Weekly Macro Update Automation — One-Pager
Key Libraries
Web automation & scraping
- selenium — browser automation, DOM navigation, waiting for dynamic elements, XPath extraction, and interaction with site consent banners, as implemented in
Scraping_Calendar_Economics.py. - selenium.webdriver.support (EC, WebDriverWait) — synchronization for dynamic page loads and element visibility.
- selenium.common.exceptions — robust handling of timeouts, missing elements, and blocked interactions.
Data manipulation & cleaning
- pandas — central library for reading the input indicator list, building and filtering DataFrames, column transformations, and exporting final data.
- re — regex matching to identify relevant indicators in scraped text and aggressive text cleaning before export.
File output & Excel integration
- openpyxl — Excel writing through
ExcelWriter, creating the final structured output file.
Problem
➡️ Manual collection of macroeconomic data was inefficient
- Weekly internal macro updates (PMIs, CPIs, labor data, sentiment indices, etc.) were compiled manually from free online sources.
- The indicators were predefined and recurring, forcing analysts to repeat the same tasks every week.
➡️ Non-automated consolidation process
- Each indicator had to be searched manually, copied, and formatted into the internal reporting template.
- Ensuring that all predefined indicators were included was time-consuming and prone to human error.
➡️ Need for an internal weekly report
- The final dataset had to be compiled and distributed internally, requiring precision, consistency, and stability.
To sum up:
- Manual and repetitive searches → high weekly operational burden.
- No automation → risk of missing indicators or formatting inconsistencies.
- Recurring predefined dataset → ideal candidate for automation.
Solution Overview
➡️ Automated Web Scraping via Selenium
- Developed a Selenium workflow that navigates public economic calendars, applies filters, and extracts relevant macro indicators.
- Scraped values are parsed into pandas DataFrames and validated through custom filtering logic.

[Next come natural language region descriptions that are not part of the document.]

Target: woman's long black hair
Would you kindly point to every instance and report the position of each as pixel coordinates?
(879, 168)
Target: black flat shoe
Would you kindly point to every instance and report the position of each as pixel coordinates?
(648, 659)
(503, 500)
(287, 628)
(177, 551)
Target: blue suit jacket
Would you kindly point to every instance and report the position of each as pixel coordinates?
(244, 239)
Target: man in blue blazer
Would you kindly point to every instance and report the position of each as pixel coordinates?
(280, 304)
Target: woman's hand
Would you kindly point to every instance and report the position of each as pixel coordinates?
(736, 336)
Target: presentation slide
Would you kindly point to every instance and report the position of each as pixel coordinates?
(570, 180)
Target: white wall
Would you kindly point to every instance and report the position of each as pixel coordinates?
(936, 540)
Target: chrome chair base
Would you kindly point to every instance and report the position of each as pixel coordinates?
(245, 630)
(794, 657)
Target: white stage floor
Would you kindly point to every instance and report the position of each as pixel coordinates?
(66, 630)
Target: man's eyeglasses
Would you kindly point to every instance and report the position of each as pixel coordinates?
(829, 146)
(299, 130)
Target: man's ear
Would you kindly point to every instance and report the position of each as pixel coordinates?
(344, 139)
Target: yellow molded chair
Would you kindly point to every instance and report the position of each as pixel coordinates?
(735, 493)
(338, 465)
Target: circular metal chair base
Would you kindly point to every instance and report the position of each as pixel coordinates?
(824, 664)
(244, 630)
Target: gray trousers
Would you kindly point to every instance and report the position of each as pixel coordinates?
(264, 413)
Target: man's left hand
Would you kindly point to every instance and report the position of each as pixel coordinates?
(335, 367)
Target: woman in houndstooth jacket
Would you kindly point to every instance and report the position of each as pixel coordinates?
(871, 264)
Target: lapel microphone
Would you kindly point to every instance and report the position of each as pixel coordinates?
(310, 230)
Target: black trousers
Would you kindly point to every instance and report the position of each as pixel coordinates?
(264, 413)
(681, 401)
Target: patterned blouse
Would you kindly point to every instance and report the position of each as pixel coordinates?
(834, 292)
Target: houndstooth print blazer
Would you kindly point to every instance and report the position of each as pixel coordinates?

➡️ Input-driven and scalable architecture
- The process is fully governed by a single input Excel file listing:
- the indicator name
- the geographic area
- the source website
- Adding/removing indicators requires no modification to the code — only adjustments to the input list.
➡️ Excel Output for Internal Weekly Reporting
- The consolidated dataset is automatically exported to an Excel file, with one row per indicator and enriched metadata (translation, category, documentation links).
- Values are then placed into a fixed internal template for weekly circulation
Results
- Operational efficiency: reduced weekly extraction time from ~1 hour to ~15 minutes (only final formatting checks remain).
- Accuracy & consistency: fixed indicator list ensures completeness and standardization.
- Reliability: scraping logic filters out stale data and captures only newly published indicators.
- Quality of internal reporting: faster turnaround and structurally consistent weekly macro updates.
Challenges Encountered
-
Irregular publication schedules
- Many indicators are not released weekly.
- Selenium applies date filters available on the website; if no new release exists, the script skips the indicator to avoid importing stale data.
-
Heterogeneous website structures
- Economic calendars use different HTML structures, requiring custom XPath logic and dynamic waits for each source.
-
Matching accuracy
- Some indicators have similar names (“inflation”, “core inflation”, “MoM inflation”), requiring increasingly strict matching rules in the filtering logic.
-
Resilience of scraping
- Cookie banners, page delays, or blocked buttons required exception handling and fallback logic.
Possible Improvements
Full automation of the internal report
Generate a final ready-to-send weekly PDF or formatted Excel without manual adjustments.
Alerting & monitoring
Notify the team when:
- an indicator is missing
- a site layout changes
- scraping returns unexpected values
Migration to API sources
Replace scraping with free APIs (when available) to increase reliability and reduce runtime.